Thursday, May 18, 2006
Finally updating
hello dear readers,
well it has been a long time since i updated ha ha. well there have been many long and late night rehearsals and i hardly have time to come to school and cheak mail and nblog. well today i mangaed to wake up earlier to come and blog haha lame i know.
well got a few thinngs on my mind rrecently i would say.

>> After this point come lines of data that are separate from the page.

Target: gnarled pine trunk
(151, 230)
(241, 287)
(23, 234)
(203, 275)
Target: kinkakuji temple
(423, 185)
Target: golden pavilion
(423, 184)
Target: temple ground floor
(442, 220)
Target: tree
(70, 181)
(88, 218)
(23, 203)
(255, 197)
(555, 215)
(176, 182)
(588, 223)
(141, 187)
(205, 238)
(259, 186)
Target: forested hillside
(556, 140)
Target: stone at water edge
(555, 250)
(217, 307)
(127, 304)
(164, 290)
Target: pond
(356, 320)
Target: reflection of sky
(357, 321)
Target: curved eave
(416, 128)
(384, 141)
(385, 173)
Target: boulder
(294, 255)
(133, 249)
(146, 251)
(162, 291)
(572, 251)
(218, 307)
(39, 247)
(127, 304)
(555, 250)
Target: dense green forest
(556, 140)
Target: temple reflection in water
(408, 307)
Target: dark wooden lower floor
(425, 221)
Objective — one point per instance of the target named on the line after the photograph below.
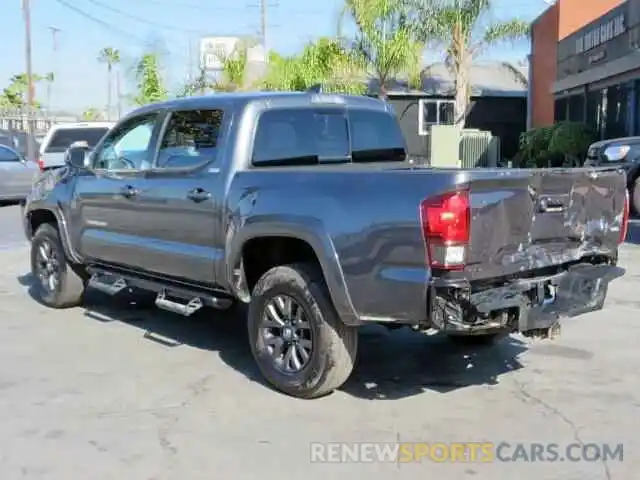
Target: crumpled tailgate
(530, 219)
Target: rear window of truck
(64, 137)
(306, 136)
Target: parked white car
(60, 137)
(16, 175)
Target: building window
(616, 113)
(560, 109)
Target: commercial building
(585, 65)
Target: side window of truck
(190, 139)
(375, 136)
(127, 147)
(300, 134)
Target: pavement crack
(556, 412)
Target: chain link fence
(18, 120)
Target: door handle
(129, 191)
(198, 195)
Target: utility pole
(189, 60)
(26, 13)
(54, 44)
(263, 25)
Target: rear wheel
(300, 344)
(478, 340)
(59, 283)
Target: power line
(142, 20)
(106, 25)
(222, 9)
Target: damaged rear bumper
(523, 304)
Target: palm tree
(234, 69)
(111, 57)
(464, 29)
(91, 113)
(385, 43)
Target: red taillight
(446, 224)
(624, 224)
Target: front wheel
(58, 283)
(634, 197)
(300, 344)
(477, 340)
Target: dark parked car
(17, 175)
(304, 207)
(623, 153)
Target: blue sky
(173, 25)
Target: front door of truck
(105, 215)
(182, 198)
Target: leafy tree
(385, 43)
(111, 57)
(14, 96)
(327, 62)
(465, 30)
(149, 80)
(199, 85)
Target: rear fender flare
(321, 244)
(63, 229)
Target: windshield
(64, 137)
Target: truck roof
(59, 126)
(239, 99)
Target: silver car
(16, 175)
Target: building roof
(487, 79)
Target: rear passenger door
(104, 209)
(181, 199)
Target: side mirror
(77, 156)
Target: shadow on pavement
(391, 364)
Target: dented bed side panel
(543, 218)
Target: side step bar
(184, 300)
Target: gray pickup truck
(305, 207)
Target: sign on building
(213, 51)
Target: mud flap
(581, 290)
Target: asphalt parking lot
(110, 391)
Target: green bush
(571, 140)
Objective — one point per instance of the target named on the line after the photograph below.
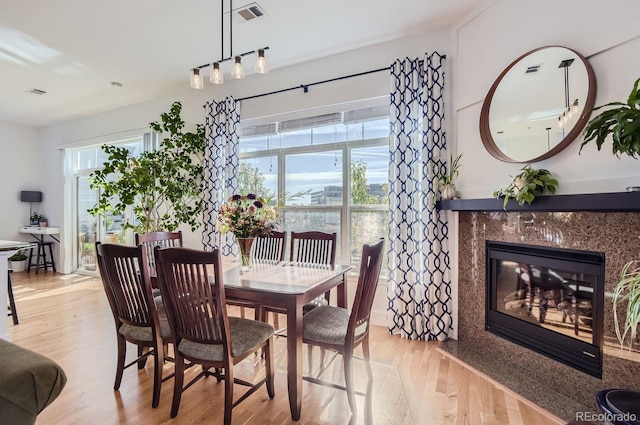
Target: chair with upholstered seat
(204, 333)
(153, 239)
(125, 277)
(337, 329)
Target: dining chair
(337, 329)
(269, 248)
(125, 277)
(204, 333)
(153, 239)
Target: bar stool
(12, 304)
(41, 257)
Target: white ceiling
(74, 49)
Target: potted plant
(626, 294)
(18, 261)
(622, 122)
(35, 218)
(526, 185)
(164, 187)
(445, 178)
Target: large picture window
(327, 173)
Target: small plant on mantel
(621, 122)
(627, 293)
(528, 184)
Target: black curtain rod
(305, 87)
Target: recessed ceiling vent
(35, 91)
(248, 12)
(532, 69)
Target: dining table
(287, 285)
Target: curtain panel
(222, 118)
(419, 285)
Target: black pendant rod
(305, 87)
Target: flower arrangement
(246, 217)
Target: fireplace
(549, 300)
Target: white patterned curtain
(419, 286)
(220, 169)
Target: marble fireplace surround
(608, 223)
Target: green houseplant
(526, 185)
(164, 187)
(627, 294)
(622, 122)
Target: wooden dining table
(290, 286)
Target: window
(327, 173)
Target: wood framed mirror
(538, 105)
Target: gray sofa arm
(29, 382)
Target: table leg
(342, 292)
(294, 358)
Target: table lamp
(30, 196)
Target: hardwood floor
(67, 318)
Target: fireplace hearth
(549, 300)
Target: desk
(288, 286)
(7, 249)
(40, 232)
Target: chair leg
(268, 367)
(143, 361)
(12, 301)
(348, 380)
(158, 360)
(228, 393)
(122, 351)
(177, 383)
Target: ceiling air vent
(532, 69)
(248, 12)
(35, 91)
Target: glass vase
(245, 245)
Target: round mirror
(538, 105)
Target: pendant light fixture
(216, 75)
(261, 66)
(196, 80)
(238, 70)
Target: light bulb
(216, 76)
(261, 66)
(238, 70)
(196, 80)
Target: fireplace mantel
(590, 202)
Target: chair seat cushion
(245, 334)
(328, 324)
(143, 333)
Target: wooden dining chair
(337, 329)
(204, 333)
(153, 239)
(125, 276)
(269, 248)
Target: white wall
(607, 33)
(18, 171)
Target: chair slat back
(161, 239)
(313, 248)
(370, 266)
(270, 248)
(125, 279)
(196, 307)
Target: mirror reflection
(538, 105)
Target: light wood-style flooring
(67, 318)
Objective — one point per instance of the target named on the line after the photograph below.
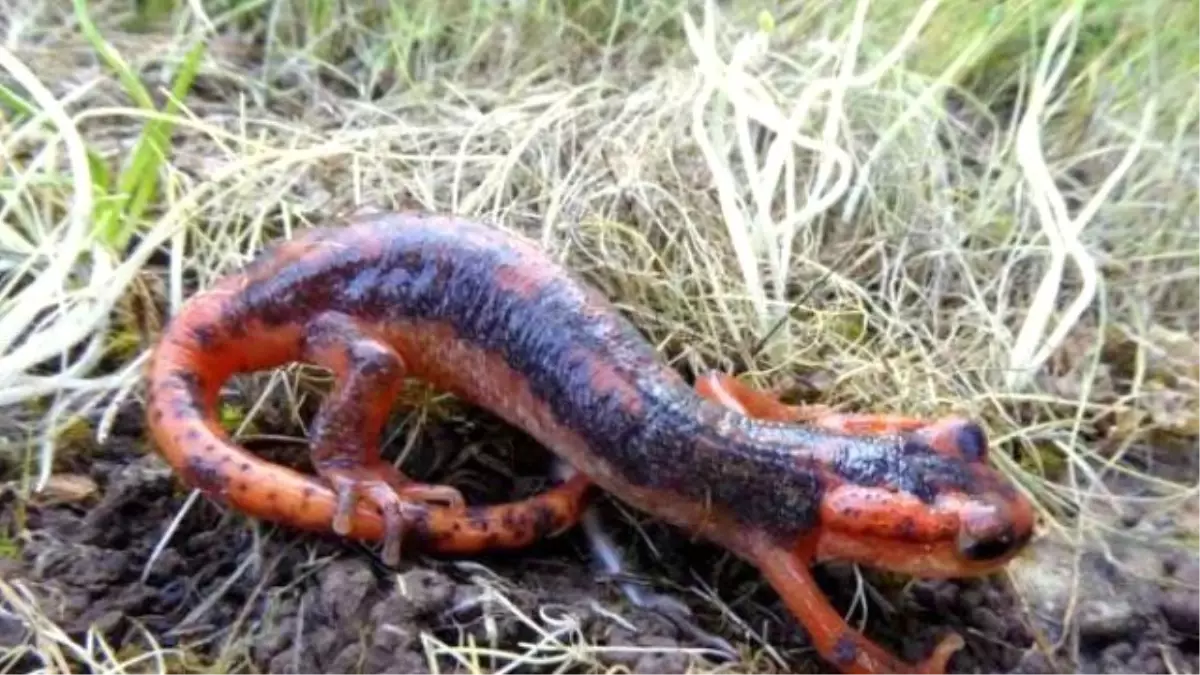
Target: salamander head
(928, 505)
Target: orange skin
(487, 316)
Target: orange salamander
(490, 317)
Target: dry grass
(915, 208)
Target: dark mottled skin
(676, 441)
(487, 316)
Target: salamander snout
(994, 529)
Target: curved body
(487, 316)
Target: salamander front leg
(345, 446)
(787, 571)
(953, 436)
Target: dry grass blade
(919, 207)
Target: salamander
(490, 317)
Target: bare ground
(268, 599)
(946, 240)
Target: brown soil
(275, 601)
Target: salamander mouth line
(474, 311)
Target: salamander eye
(985, 536)
(988, 548)
(972, 442)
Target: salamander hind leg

well i am not sure how many ppl know about the child prodigy See Ian Ike's issuse wiht his deferment but heres what i have to say. Firstly this is a country built on human labour and resources. all males born in this contry must eventually serve their NS as part of their duty to their country. All Ike was asking that it be defered so as to be able to pursue a life long, one-in-a-lifetime oppurtunuity of studying with the greats at Curtis institue of Music in the US. Such talent is truly RARE in this country so why is the govermentnot seeing this??? he will carry the naitions name with him and be a great musician and an ambassdor to the world. What is the point of building an arts city, and "Durian", concerts, arts festival when there is no solid support of the art or should i say MUSIC in particular. such talent should fly into the world and be someone great. Ike truly has a God given Gift that many musican only dream to have. yet the humblness is not far behind this young person. MINDEF should truly consider his deferment, for the sake of this coutry and for MUSIC and MUSICIAN in SIngapore.
anywya musican will tell you that, it takes hard work and long hours of practice to perfect our art. and art form that is slowly fading in Singapore.
anyway another thought in my mind was about Gays and Lesbians in this world. well i would like to just say that, THEY ARE HUMANS TOO!!!! i mean why do ppl look at them differently. they have eyes, ears, a brian, nose, heart etc. just like every other hum,an being. well i was thinking about this because of how one of my friends said to a buch of ppl who were very "wrong" . hmm. well i would testify this "Gays and Lesbians are one of the Best freinds you'll ever meet in your life." and i stand by what i say no matter what. causei have wondeful friends that are like this. i don't have a problem with it at all just do tell me and extreme stuff hee hee.
well recently i have taken a emaotional journey. one that i regret taking. I have been thinking about H too much man. even as much as i try to avoid H and thinking about H, H just haunts me. before i sleep , i see H in my mind, the momenst i wake up i think H. WHY!!?!?!?!?!! i did not ask for this yet i am so deep in this. as if it cannot get worst, the Musical i am playing for, "MAn of Letters" is a love story that is very similar to my life and how i feel. i can'tr help but feel the meaning of the text and songs of this musical. its really hard to play and hold in your feelings. H makes me feel happy everytime i see H. but yet i do not wnat to spoil it by telling her. hmmm sigh. i just want to forget H and get on with my life. i know its not possible. i rather keep this distance and safe that H is there when i need her better then H avoiding me. sigh sigh triple sigh. Why is it so difficult to forget someone you are so in love with. everytime H talks to me or gets close, i feel this hevenly warmth in H's hands and eyes. it just brigthens up my life and keeps me alive. H is the best thing that has happened so far. somtimes i try forgeting H but soomthing tells me for the back of my head "you know you can't forget H, so why try to forget." hmm... well i am so confused and stressedover this.
and if anyone is curious, H is not very hot looking babe. i look for the chracter and heart. H has a good heart, full of love, compassion and care for the ppl around her. and most of all an undying passion for music. H is so perfect and that i feel crimpled when i stand next to H. sigh. Love sucks man...manybe thats why it last so long. sigh. H.
well thats all for now. i'll upodate when i can yah.